For serving, anything goes. I like poached cherries, although if you want to tip your hat to British restaurants of the 1980s and 1990s, an under-ripe strawberry and a single spring of mint is the only way. Here I’ve gone all Jackson Pollock, splattering my cheesecake with raspberry and chocolate sauces. What could be more New York than that?
Baked vanilla cheesecake
Makes: 1 cheesecake for 10 people
Takes: 20 minutes, plus cooling
Bakes: 80 minutes
For the base
150g malted milk biscuits
75g melted salted butter for the cheesecake
500g cream cheese
150g caster sugar
3 large eggs
3 large egg yolks
1/2 tablespoon vanilla paste
150ml double cream
For the topping
1 tablespoon malt extract
300ml sour cream
2 tablespoons dark muscovado sugar
1. First, prepare your tin. Place a disc of baking parchment in the base of an 8 inch springform or loose-bottomed rubber-sealed pan. (You need to be able to get the cheesecake out, but not let the water in.) Wrap the outside of the bottom of the pan with oven-safe clingfilm, pulling it taut. Wrap the bottom and sides of the tin with two layers of tin foil.
2. Heat the oven to 160°C. Blitz the biscuits to fine crumbs in a food processor or bash with a rolling pin in a sealed bag. Melt the salted butter and stir it into the biscuits, until the mixture resembles wet sand. Pour into the prepared tin and press down with the back of a spoon. Bake for 15 minutes, and set to one side.
3. Drop the oven temperature to 130°C. Beat the cream cheese until smooth, then add the sugar and vanilla paste, beating again. Whisk the eggs and egg yolks with a fork, then pass them through a sieve to remove any stringy bits. Add them gradually to the cheese mixture, beating as you go, and stop as soon as they’re combined — don’t overbeat. Heat the cream in a small pan until it’s steaming, and then fold into the mixture.
4. Pour the mixture onto the cheesecake base, and place the tin in a roasting dish. Pour boiling water into the roasting dish so it reaches halfway up the depth of the cheesecake. Place in the oven for 1 hour, until the top is firm but retains a gentle wobble.
5. Stir together the muscovado sugar, sour cream and malt extract, and pour onto the cheesecake. Bake for a further 20 minutes.

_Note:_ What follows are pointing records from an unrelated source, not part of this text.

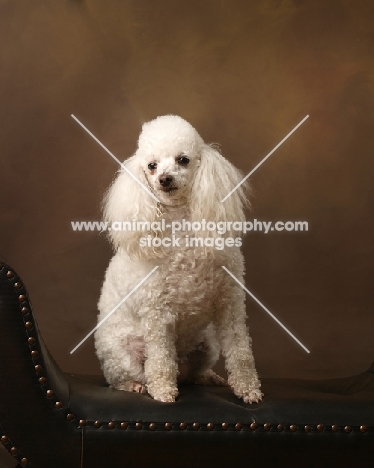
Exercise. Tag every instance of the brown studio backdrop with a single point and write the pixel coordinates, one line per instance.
(244, 74)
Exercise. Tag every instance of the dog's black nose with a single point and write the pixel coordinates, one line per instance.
(165, 180)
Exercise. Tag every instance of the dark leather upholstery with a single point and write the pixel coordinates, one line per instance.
(50, 419)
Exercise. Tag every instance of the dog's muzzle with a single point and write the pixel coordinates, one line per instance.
(166, 182)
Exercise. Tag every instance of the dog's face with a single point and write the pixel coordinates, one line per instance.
(170, 152)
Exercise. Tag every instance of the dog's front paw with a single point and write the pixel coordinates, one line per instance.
(166, 396)
(253, 396)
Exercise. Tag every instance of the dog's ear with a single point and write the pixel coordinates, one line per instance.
(215, 178)
(127, 201)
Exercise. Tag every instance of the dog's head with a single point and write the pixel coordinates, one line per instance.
(169, 151)
(173, 163)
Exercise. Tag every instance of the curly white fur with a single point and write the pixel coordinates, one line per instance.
(173, 327)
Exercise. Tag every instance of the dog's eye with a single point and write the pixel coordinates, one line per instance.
(183, 160)
(152, 166)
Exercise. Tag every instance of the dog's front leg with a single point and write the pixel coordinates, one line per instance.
(160, 367)
(236, 346)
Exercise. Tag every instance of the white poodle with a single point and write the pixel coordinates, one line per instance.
(172, 328)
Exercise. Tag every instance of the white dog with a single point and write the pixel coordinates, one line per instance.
(172, 328)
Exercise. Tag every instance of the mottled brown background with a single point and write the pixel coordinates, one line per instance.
(244, 73)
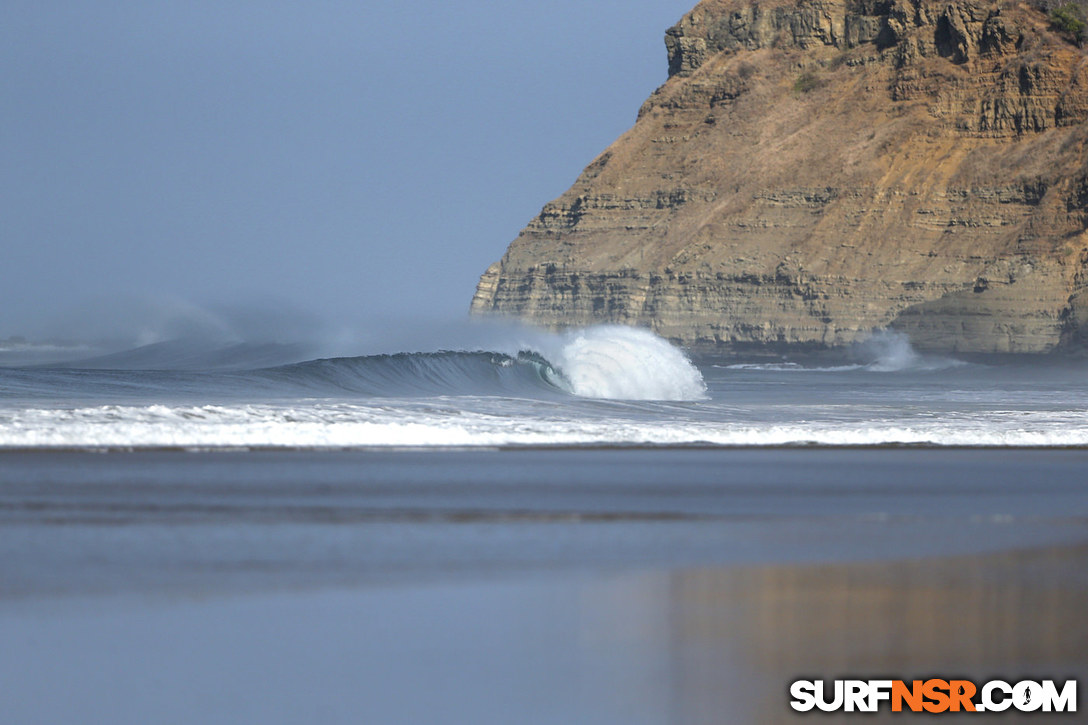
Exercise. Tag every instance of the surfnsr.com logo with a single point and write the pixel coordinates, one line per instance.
(932, 696)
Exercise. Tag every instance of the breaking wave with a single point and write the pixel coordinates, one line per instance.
(609, 361)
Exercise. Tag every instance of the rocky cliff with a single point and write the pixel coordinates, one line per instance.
(813, 170)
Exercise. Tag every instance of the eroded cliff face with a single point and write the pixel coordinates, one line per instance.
(814, 170)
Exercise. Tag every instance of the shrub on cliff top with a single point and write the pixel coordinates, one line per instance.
(1070, 17)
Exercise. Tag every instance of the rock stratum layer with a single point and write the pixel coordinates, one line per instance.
(812, 171)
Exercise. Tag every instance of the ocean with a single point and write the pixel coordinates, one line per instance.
(588, 526)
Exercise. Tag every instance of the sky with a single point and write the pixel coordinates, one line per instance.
(348, 163)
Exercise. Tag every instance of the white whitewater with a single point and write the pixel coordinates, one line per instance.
(616, 363)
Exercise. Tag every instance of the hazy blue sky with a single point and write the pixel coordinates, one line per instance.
(359, 161)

6. Remove the cheesecake from the water bath and, once cool enough to touch, remove the tin foil and clingfilm. Run a knife round the edge of the still-warm cheesecake, and leave to cool for an hour, before refrigerating for at least four hours. Bring the cheesecake out of the fridge 30 minutes before serving, and remove from the tin. Serve either with soft fruit or drizzled with your favourite sauce.